In addition, the conductive slurry may contain a dispersant other than the above-mentioned amino acid-based dispersant, amine-based dispersant, and alkyl phosphate compound within a range that does not inhibit the effects of the present invention. Examples of dispersants other than the above include acid-based dispersants including higher fatty acids, polymeric surfactants, and the like, cationic dispersants other than acid-based dispersants, nonionic dispersants, amphoteric surfactants, and polymeric surfactants. Molecular dispersants, etc. In addition, these dispersants may be used alone or in combination of two or more.

(Conductive paste)

The manufacturing method of the conductive paste of this embodiment is not particularly limited, and conventionally known methods can be used. For example, the conductive slurry can be produced by stirring and kneading the above-mentioned components using a three-roll mill, a ball mill, or a mixer. At this time, if a dispersant is applied to the surface of the conductive powder in advance, the conductive powder will not agglomerate and can be fully dispersed. The surface of the conductive powder will be dispersed with the dispersant, making it easy to obtain a uniform conductive slurry. Alternatively, the binder resin may be dissolved in an organic solvent for the carrier to prepare an organic carrier, and the conductive powder, ceramic powder, organic carrier, and dispersant may be added to the organic solvent for the slurry, and then stirred and mixed. Refining to prepare conductive slurry.
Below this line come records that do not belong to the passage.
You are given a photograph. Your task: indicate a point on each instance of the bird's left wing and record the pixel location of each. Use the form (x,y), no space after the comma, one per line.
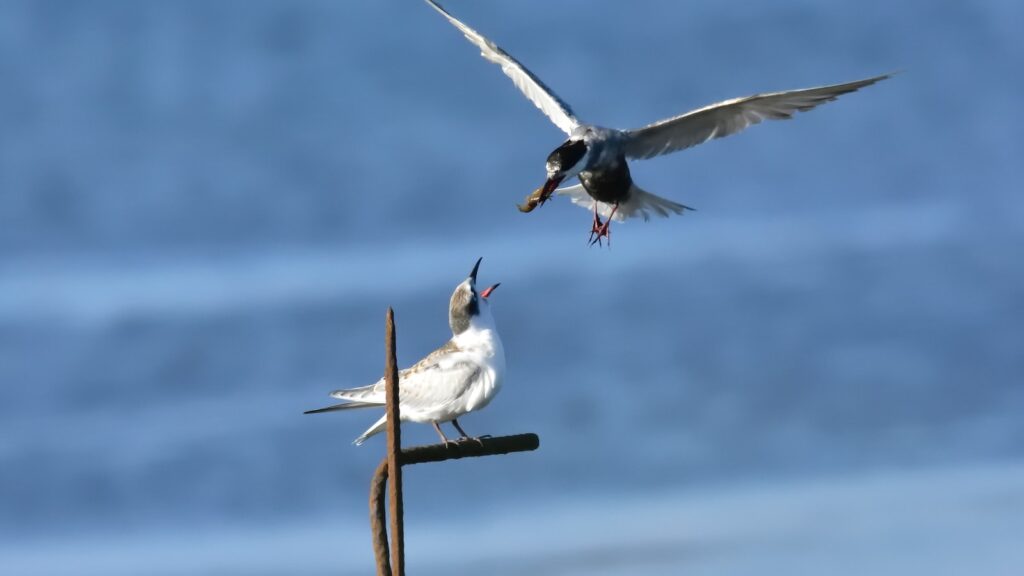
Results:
(437,383)
(729,117)
(529,85)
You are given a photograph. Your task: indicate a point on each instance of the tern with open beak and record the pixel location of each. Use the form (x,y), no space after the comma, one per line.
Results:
(461,376)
When the viscosity 24 hours after the production of the conductive slurry is used as a reference (0%), the viscosity of the conductive slurry after it has been left to stand for 28 days from the reference date is ideally within ±10%. In addition, the viscosity of the above-mentioned conductive slurry can be measured, for example, by the method described in the Examples (a method of measuring using a B-type viscometer manufactured by Brookfield Corporation under the conditions of 10 rpm (shear rate = 4 sec ^-1 )). Determination.
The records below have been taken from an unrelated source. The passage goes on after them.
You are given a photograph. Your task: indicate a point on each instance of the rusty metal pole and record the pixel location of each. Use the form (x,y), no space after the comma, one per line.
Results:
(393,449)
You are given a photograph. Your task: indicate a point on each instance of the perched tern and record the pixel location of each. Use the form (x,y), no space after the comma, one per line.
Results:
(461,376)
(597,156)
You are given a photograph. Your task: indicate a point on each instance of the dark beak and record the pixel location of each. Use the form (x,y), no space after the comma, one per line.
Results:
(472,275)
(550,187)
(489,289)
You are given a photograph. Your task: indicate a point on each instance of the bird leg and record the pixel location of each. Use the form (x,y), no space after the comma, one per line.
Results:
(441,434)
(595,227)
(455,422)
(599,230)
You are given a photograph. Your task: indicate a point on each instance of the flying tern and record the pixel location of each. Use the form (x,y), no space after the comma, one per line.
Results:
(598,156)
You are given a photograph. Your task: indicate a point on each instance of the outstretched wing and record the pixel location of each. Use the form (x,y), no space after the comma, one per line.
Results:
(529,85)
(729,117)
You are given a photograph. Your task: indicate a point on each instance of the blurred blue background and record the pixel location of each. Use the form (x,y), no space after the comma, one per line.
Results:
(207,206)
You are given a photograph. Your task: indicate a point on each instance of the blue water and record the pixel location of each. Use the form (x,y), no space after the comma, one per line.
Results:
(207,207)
In addition, the surface smoothness of the dry film formed by printing the conductive paste can be evaluated by surface roughness. The surface roughness of the conductive slurry can be measured using a surface roughness meter, for example. Specifically, after applying the conductive slurry on the glass substrate using an applicator (the gap thickness is 10 μm), it can be dried in the air at 120° C. for 5 minutes, and the resulting dry film with a film thickness of 3 μm can be obtained. , use a surface roughness meter to measure the surface roughness of the dried film. Such surface roughness is preferably 0.05 μm or less, and more preferably 0.04 μm or less.

In addition, the dry film density (DFD) of the dry film obtained by drying the conductive paste after printing is preferably 5.45 g/cm ³ or more, more preferably more than 5.45 g/cm ³ , and further preferably more than 5.5 g/cm 3 cm ³ .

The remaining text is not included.